Since so many people are against him and are interested in his ruin, he comes to believe that he must be a very important man. The nature of delusions thus, may change from persecutory to grandiose type. He entertains delusions of grandeur, power and wealth, and generally conducts himself in a haughty and overbearing manner. The patient usually retains his money and orientation and does not show signs of insanity, until the conversation is directed to the particular type of delusion from which he is suffering. When delusions affect his behaviour, he is often a source of danger to himself and others.

The name paraphrenia has been given to those suffering from paranoid psychosis who, in spite of various hallucinations and more or less systemized delusions, retain their personality in a relatively intact state. Generally, paraphrenia begins later in life than the other paranoid psychosis.

Schizo Affective Psychosis — Schizo affective psychosis is an atypical type of schizophrenia, in which there are moods or affect disturbances unlike other varieties of schizophrenia, where there is blunting or flattening of affect. Attacks of elation or depression, unmotivated rage, anxiety and panic occur in this form of schizophrenic illness.

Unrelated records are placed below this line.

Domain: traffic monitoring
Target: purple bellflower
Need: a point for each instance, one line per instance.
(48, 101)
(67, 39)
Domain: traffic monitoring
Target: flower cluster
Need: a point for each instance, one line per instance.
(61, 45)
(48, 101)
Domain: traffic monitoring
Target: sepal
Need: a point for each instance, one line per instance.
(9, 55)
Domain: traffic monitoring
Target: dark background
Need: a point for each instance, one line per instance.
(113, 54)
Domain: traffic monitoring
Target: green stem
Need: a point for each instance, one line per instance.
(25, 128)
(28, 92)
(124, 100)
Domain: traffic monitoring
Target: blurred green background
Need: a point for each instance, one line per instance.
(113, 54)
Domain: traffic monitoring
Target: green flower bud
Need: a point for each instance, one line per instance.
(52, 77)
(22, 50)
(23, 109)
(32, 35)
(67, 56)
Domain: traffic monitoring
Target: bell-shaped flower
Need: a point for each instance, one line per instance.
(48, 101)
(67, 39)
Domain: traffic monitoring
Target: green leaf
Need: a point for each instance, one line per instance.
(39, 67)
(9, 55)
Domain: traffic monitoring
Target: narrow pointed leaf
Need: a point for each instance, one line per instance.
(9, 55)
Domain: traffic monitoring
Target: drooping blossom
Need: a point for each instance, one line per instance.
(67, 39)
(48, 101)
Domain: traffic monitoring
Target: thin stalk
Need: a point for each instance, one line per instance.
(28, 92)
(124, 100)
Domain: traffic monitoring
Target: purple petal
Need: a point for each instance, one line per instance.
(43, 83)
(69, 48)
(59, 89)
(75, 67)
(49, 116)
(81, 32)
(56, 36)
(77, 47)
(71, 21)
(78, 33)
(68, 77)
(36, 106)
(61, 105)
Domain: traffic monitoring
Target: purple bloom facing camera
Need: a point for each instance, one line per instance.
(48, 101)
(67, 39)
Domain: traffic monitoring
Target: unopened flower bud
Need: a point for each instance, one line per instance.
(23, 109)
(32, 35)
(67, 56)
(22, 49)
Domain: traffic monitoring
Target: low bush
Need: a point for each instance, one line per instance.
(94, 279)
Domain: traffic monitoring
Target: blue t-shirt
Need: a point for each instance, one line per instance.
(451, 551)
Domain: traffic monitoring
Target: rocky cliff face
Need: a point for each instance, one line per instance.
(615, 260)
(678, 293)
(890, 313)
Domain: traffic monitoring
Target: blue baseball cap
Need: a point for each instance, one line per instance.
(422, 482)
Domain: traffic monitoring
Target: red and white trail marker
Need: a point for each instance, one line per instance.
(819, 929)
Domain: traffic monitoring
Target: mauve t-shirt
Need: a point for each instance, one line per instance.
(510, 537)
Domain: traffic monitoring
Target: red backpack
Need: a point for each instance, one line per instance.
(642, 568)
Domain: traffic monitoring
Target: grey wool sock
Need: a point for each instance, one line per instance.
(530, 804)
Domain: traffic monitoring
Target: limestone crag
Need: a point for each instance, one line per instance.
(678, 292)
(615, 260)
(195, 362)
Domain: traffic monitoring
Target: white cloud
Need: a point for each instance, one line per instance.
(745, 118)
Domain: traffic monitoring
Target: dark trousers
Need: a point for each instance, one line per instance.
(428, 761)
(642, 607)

Pseudo-Neurotic Schizophrenia — Schizophrenia may start with overwhelmingly neurotic symptoms, which are so prominent that in the early stages, it may be diagnosed as neurosis. When schizophrenia begins in an obsessional personality, it may for a long time remain disguised as an apparently obsessional illness.

(Para 15)

In F.C. Redlich and Daniel X. Freedman in their book titled “The Theory and Practice of Psychiatry” (1966 Edn.) observed:

“Some schizophrenic reactions, which we call psychoses, may be relatively mild and transient; others may not interfere too seriously with many aspects of everyday living…”(p. 252)

Are the characteristic remissions and relapses expressions of endogenous processes, or are they responses to psychosocial variables, or both? Some patients recover, apparently completely, when such recovery occurs without treatment we speak of spontaneous remission. The term need not imply an independent endogenous process; it is just as likely that the spontaneous remission is a response to non-deliberate but nonetheless favourable psychosocial stimuli other than specific therapeutic activity…. (p. 465)

(Para 16)

Veer Pal Singh v. Secretary, Ministry of Defence[Bench Strength 3], Civil Appeal No. 5922/2012(02/07/2013), 2013(8) SCALE 686: 2013(10) JT 71 [G.S. Singhvi, J.: Ranjana Prakash Desai, J.: Sharad Arvind Bobde, J.]